7/10
Makes Tim Burton Look Like Aki Kaurismaki
25 January 2014
Francis Ford Coppola's madly elaborate Dracula rendition is set between London at the advent of a modern-ish age and Transylvania according to an explosion at the Batman: The Animated Series factory. We meet a young attorney named Jonathan Harker who is supposed to venture to Dracula's castle to arrange some kind of real estate whatever stuff. The last guy who went there ran into some snags. No big deal, though. He goes, and there begins a series of deafening and flagrant omens, none of which seem to deter or even catch the attention of young Harker en route.

It seems as though every stop is being pulled out on Jonathan Harker's journey to let him know that danger is near. Many find the casting of Keanu Reeves in the role laughably wrong-headed, but if you think about it, he's the only one with a blank and vapid enough stare to be believable as someone who manages to miss the most aggressively blatant signs of suspicion.

Meanwhile, Sir Anthony Hopkins plays Professor Van Helsing as a guy who may not be able to save victims of wolf rape, but sure can explain the hell out of it. Now, there is a lot that transpires between the voyage to Salvador Dali's Looney Tunes night terror and the werewolf violation, but Coppola and his creative team show every brazen sign of being far more interested in parades of extravagance and ceremonious tableau than with narrative power. The movie is extraordinarily theatrical in how it favors intensification over flow.

The lavish use of expressionism reaches to such heights that it ends up eliciting unwanted laughter. Every set, every backdrop, every detail, foreshadowing, subtext, atmospheric flourish and mere shadow on the wall is screamed at us.
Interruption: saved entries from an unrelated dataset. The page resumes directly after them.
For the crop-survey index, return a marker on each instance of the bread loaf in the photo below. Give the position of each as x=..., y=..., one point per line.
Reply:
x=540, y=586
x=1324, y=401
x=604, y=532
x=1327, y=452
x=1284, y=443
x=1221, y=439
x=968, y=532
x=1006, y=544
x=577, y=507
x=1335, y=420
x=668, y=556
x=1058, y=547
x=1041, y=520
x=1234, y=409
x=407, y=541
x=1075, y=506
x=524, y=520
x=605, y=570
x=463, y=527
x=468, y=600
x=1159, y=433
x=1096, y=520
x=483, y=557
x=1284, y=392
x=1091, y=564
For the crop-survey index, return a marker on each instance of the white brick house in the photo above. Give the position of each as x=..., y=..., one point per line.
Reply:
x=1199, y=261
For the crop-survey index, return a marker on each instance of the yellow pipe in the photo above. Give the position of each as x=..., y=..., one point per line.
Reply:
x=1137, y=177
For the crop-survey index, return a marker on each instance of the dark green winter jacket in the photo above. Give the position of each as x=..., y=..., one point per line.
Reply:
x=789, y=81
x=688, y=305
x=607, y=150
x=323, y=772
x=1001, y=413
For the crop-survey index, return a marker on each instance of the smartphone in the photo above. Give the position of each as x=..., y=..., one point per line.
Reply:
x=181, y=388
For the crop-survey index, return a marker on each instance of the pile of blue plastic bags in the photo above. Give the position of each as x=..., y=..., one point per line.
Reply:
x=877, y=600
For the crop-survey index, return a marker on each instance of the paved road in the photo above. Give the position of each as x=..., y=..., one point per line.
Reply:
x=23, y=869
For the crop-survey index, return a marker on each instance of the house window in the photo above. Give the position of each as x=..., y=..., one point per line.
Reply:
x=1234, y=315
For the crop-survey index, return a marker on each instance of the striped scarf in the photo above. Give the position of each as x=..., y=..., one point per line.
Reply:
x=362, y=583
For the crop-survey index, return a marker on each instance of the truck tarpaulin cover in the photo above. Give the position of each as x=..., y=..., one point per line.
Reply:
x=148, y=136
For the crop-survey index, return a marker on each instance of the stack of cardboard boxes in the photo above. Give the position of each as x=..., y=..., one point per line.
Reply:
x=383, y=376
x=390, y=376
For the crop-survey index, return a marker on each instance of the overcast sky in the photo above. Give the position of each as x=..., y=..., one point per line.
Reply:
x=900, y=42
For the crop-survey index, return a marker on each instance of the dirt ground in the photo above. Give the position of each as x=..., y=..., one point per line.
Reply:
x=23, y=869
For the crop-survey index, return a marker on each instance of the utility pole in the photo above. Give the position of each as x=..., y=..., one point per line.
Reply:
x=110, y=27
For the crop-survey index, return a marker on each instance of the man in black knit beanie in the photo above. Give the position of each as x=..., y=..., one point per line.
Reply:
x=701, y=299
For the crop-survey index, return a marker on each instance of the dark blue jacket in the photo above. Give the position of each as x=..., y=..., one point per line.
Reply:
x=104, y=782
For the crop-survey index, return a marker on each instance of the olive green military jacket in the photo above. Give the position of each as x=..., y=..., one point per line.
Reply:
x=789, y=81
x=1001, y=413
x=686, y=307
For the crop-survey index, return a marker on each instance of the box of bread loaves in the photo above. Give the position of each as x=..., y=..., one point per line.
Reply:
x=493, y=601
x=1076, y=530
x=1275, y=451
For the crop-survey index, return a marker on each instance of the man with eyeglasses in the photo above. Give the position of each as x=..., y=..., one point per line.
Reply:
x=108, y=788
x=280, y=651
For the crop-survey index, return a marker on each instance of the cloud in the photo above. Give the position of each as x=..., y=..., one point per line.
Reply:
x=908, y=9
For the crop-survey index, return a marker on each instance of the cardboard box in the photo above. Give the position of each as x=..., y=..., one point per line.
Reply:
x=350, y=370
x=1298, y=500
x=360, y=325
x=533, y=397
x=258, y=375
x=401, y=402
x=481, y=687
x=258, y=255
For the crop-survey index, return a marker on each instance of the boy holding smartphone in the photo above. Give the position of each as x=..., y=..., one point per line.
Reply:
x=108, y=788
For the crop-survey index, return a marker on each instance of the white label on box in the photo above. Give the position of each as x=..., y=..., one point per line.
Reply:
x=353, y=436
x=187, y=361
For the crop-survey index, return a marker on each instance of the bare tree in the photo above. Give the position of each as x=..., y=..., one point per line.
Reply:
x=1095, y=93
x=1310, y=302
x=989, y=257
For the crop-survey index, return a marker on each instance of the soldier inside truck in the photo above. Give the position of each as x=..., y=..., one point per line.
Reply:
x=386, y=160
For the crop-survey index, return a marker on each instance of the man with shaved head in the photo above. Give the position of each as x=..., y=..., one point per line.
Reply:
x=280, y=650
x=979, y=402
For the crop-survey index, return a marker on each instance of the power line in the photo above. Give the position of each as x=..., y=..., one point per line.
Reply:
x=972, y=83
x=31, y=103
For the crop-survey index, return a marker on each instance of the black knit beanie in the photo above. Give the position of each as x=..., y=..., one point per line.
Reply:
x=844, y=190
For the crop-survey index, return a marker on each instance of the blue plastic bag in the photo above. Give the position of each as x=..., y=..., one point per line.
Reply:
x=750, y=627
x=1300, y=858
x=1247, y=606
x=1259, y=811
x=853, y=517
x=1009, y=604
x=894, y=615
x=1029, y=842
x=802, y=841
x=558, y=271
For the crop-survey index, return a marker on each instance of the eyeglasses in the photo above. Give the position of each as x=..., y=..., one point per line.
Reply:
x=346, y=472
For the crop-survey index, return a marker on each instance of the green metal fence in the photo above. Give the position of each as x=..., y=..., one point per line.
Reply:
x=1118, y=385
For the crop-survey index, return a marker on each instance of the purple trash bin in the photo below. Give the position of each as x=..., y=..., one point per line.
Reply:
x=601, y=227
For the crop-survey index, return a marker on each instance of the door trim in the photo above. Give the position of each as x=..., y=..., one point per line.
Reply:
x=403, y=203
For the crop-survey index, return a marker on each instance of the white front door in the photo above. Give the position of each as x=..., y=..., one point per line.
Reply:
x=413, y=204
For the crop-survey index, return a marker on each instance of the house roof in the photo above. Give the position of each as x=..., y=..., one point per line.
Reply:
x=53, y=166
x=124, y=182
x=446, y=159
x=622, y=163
It makes Tim Burton look like a Scandinavian minimalist. But all the same, it can be fun letting yourself get swept up in the energy and exhilaration of the whole go-for-broke enterprise.
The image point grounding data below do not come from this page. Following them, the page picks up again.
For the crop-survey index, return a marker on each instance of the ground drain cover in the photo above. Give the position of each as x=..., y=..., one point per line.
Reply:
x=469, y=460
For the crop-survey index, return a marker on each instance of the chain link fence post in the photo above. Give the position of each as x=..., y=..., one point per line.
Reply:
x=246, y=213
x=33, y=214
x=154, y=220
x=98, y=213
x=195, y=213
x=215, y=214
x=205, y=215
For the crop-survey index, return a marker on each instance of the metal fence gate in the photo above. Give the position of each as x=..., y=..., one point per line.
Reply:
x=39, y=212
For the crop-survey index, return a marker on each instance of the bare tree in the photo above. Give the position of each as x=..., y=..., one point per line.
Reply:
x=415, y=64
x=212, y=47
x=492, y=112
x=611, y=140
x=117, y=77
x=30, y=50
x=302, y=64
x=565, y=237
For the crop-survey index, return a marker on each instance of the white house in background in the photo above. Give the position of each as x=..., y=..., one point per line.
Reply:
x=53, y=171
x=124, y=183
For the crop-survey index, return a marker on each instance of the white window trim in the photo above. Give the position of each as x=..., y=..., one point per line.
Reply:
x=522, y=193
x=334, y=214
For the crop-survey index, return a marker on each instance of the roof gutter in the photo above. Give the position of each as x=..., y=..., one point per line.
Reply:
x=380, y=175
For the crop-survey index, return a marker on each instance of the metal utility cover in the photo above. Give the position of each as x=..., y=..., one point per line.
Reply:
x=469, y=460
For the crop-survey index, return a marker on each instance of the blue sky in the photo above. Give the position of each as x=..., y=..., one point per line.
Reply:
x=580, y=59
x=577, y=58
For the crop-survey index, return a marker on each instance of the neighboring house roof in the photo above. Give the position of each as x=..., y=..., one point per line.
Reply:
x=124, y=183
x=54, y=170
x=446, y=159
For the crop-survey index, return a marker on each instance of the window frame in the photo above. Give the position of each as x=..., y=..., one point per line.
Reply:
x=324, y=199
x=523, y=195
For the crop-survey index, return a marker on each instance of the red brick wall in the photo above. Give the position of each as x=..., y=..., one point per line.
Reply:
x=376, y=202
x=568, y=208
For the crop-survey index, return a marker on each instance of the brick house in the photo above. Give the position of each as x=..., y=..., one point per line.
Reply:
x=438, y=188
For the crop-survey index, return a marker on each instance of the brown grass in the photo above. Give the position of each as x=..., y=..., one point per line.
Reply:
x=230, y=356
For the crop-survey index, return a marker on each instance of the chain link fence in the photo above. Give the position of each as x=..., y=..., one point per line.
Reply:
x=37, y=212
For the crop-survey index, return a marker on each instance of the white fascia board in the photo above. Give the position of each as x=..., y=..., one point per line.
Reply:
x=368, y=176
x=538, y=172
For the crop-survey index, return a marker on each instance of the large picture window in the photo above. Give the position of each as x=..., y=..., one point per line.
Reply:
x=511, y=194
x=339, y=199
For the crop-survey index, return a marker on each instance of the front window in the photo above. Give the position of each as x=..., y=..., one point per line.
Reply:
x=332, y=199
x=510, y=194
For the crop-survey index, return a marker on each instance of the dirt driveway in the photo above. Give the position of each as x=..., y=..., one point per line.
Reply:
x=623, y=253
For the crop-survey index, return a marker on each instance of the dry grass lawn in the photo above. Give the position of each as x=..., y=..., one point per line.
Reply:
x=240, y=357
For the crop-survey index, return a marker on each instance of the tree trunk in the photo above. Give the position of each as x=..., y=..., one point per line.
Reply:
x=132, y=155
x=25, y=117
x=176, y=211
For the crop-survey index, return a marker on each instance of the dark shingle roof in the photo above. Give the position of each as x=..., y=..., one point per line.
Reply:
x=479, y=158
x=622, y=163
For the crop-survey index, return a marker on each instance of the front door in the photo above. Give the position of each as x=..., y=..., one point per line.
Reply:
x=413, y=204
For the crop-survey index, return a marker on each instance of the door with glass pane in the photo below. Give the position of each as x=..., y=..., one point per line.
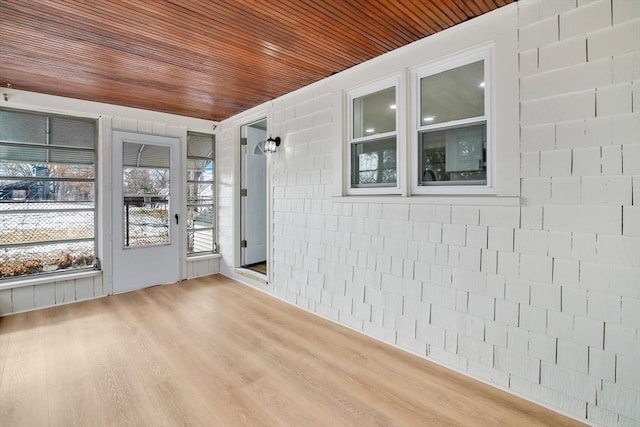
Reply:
x=146, y=204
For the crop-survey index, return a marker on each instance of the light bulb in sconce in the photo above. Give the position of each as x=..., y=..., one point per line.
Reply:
x=271, y=144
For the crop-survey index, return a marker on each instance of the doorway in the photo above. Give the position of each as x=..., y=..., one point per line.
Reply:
x=253, y=200
x=146, y=176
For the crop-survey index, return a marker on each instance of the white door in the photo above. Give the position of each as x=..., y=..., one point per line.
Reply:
x=146, y=177
x=254, y=204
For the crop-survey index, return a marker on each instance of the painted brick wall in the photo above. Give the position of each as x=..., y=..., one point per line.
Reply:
x=542, y=298
x=580, y=127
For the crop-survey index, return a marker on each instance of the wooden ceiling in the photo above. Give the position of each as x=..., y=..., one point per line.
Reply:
x=202, y=58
It does, after all, salvage the title character from the creative flatness of most of his other movie interpretations, and then some. I'd argue that Werner Herzog's Nosferatu takes the cake as the more deeply affecting choice, but I mean, it didn't have wolf rape or baby-eating nymphomaniacs or Tom Waits as an insane guy. Or wolf rape. And Gary Oldman is here. And Sir Anthony Hopkins. They've never detracted from the quality of any movies either have been in as far as I can tell. But more to the point, as the movie sees it, there is a reason why the three Oscars it happened to win were for makeup, costume design and sound editing. It was also nominated for one more, and that was art direction. By now, you surely see the common thread: As a sensory experience, it's a gasser.